Can someone help me? Also, what’s the memory capacity of Figma Make? I noticed it was using Calude Sonnet so, assumed it should have been good. Am I missing something here?

 

4 replies

ksn
Figmate
  • Community Support
  • 1796 replies
  • July 11, 2025

Hey ​@Riddhima Sharma - happy to get some clarification over to you!

First -- when you mention

Also, what’s the memory capacity of Figma Make? I noticed it was using Calude Sonnet so, assumed it should have been good. Am I missing something here?

 

Are you referring to the input token limit, or memory in the sense of the recollection of previous instructions?

 

Also, for the performance experience: our engineering team is really interested in being able to try to replicate what you’re experiencing when it comes to the slow/lagging with the actions you’re taking.

Would you be willing to share any of the files you’re working on that you see this happening on? If so, please reply and let me know here, and I’ll get you connected to our technical quality team for further instructions.

Thank you!


Drew Butler

I’m seeing basically the same thing. I’ve been using Figma Make to do some large site mockups, however the deeper I’ve gotten into it, the slower it has gotten. It is to the point where I cannot type in the box directly anymore and am writing prompts in another text editor. I think the more revisions it creates, the worse it gets. I’m guessing the context window is too big. I’m currently at about 70 revisions.

 

I’d be happy to work with someone to help make this better.


Brigham Shipley

I can attest to the same. I’ve been working on a large-scale mock-up for some time now and I’m currently 873 revisions in. It’s been painful for 700 of those revisions. It’s been unusable for 200 revisions and I’ve been stubbornly pushing forward. The project has been so close to completion, but it’s so unusable now that I can’t finish the project.

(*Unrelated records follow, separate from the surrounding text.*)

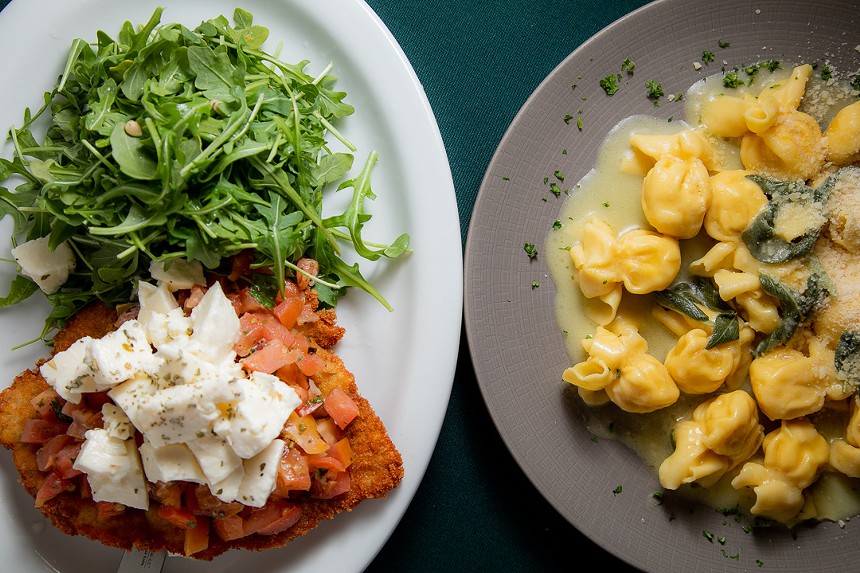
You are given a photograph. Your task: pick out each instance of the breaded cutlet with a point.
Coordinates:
(376, 466)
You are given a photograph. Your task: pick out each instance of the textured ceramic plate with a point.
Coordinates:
(516, 345)
(393, 117)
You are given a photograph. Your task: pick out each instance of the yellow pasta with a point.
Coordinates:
(786, 385)
(676, 194)
(842, 135)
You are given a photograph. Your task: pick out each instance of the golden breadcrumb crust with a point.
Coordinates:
(376, 466)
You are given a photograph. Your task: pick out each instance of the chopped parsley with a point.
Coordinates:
(610, 83)
(627, 66)
(731, 80)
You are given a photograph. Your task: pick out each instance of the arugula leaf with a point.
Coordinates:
(171, 142)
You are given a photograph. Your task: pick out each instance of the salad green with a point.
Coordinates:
(169, 143)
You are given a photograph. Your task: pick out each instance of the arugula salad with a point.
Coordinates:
(168, 143)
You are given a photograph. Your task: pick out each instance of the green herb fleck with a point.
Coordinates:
(610, 83)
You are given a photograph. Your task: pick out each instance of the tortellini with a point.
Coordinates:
(640, 260)
(724, 431)
(618, 364)
(786, 385)
(794, 455)
(843, 135)
(728, 361)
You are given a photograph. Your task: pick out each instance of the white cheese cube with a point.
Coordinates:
(48, 269)
(182, 274)
(216, 458)
(67, 373)
(120, 355)
(181, 413)
(263, 404)
(215, 324)
(260, 473)
(116, 423)
(172, 327)
(154, 300)
(170, 462)
(113, 469)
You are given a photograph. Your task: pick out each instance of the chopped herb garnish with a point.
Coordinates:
(627, 66)
(610, 83)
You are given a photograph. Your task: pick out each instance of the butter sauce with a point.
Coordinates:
(614, 196)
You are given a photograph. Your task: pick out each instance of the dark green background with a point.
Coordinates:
(479, 61)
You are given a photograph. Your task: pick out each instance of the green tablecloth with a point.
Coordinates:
(479, 61)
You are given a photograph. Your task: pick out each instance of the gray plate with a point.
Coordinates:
(516, 346)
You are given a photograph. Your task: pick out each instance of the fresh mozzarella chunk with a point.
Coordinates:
(181, 413)
(262, 407)
(67, 373)
(48, 269)
(120, 355)
(227, 490)
(215, 323)
(170, 462)
(260, 473)
(181, 274)
(216, 458)
(116, 423)
(113, 469)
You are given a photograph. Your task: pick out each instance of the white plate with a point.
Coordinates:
(389, 352)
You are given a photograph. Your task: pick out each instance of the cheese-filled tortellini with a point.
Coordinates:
(845, 452)
(676, 194)
(697, 369)
(735, 201)
(618, 364)
(647, 261)
(843, 135)
(792, 148)
(723, 433)
(794, 455)
(786, 385)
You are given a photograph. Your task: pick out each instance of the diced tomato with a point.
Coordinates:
(181, 517)
(229, 527)
(288, 310)
(83, 420)
(46, 455)
(167, 493)
(273, 356)
(341, 407)
(330, 485)
(303, 431)
(39, 431)
(106, 509)
(208, 504)
(342, 451)
(197, 535)
(272, 518)
(53, 486)
(324, 462)
(65, 459)
(194, 297)
(43, 402)
(310, 364)
(293, 473)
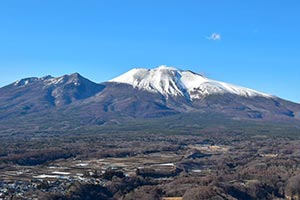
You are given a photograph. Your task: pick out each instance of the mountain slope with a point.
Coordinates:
(139, 93)
(37, 94)
(169, 81)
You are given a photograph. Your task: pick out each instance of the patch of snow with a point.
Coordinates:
(170, 81)
(54, 81)
(82, 164)
(61, 173)
(167, 164)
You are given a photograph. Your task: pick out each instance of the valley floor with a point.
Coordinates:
(150, 166)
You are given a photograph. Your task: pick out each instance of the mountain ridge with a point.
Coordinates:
(86, 102)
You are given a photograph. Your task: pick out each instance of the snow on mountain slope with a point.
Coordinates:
(170, 81)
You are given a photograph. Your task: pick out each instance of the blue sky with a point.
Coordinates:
(256, 43)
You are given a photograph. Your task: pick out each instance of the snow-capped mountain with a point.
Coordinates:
(139, 93)
(170, 81)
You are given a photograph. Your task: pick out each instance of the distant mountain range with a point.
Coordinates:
(139, 93)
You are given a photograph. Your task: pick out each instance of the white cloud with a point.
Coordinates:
(214, 36)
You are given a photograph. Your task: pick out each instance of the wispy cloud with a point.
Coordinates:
(214, 36)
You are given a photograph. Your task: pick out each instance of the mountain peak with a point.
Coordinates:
(170, 81)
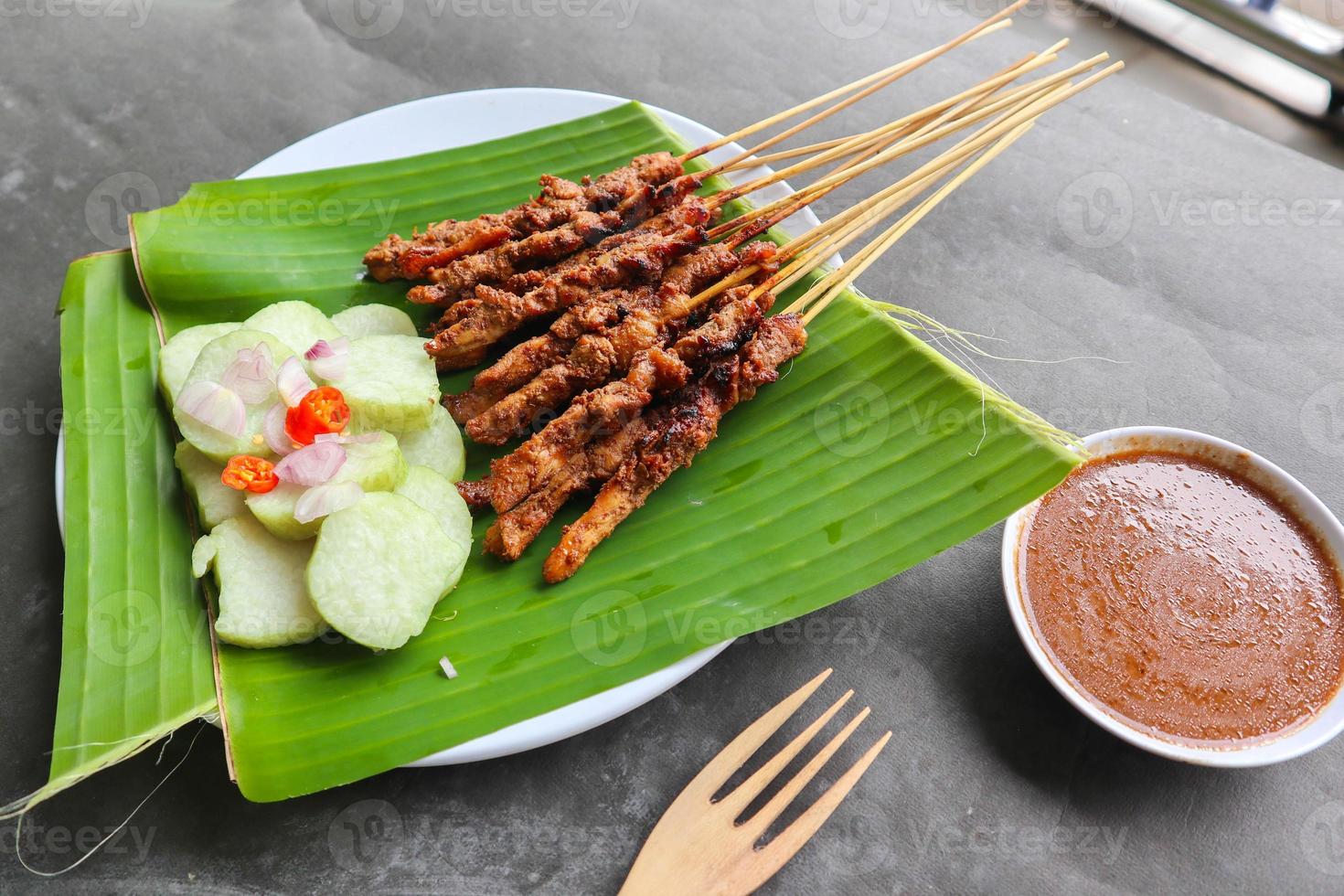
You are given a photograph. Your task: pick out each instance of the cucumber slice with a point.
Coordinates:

What would be amazing is a way to clean up/clear the prompt history. I think that’s what’s causing memory issues because I don’t think the files it’s created are that large and I’ve also prompted multiple times to clean up the code base so try and lower the overall file sizes. When other users try to open the Make file, they struggle to access it because their browser will crash. Sometimes they’re successful after multiple attempts.


Vince Mease
  • New Member
  • 2 replies
  • July 25, 2025

In both the VS Code Claude Code extention, and also in Figma Make, I’ve found it helpful to have it write a file, CLAUDE.md in the root of the project directory and tell it to make updates to the file periodically as a way to maintain memory and context. After you complete some work, prompt it like, “Update CLAUDE.md documenting our most recent work.” or something similar.

That said, I would like to know what the token limits are and to understand if I hit that limit today? I’ve been building a prototype of our app this week and have had a lot of success with it. The chatbox all week has reported, “Sonnet 4”. I quit Figma earlier due to rebooting my machine and when I came back to it, now the chat box does not report a model at all. The prompts that I tried produced fairly awful results and it continually failed to read, ‘App.tsx’ and said that the code in the file was the default “Hello, World!” file. That clearly was not true when I verified the content in the actual file in the Code view.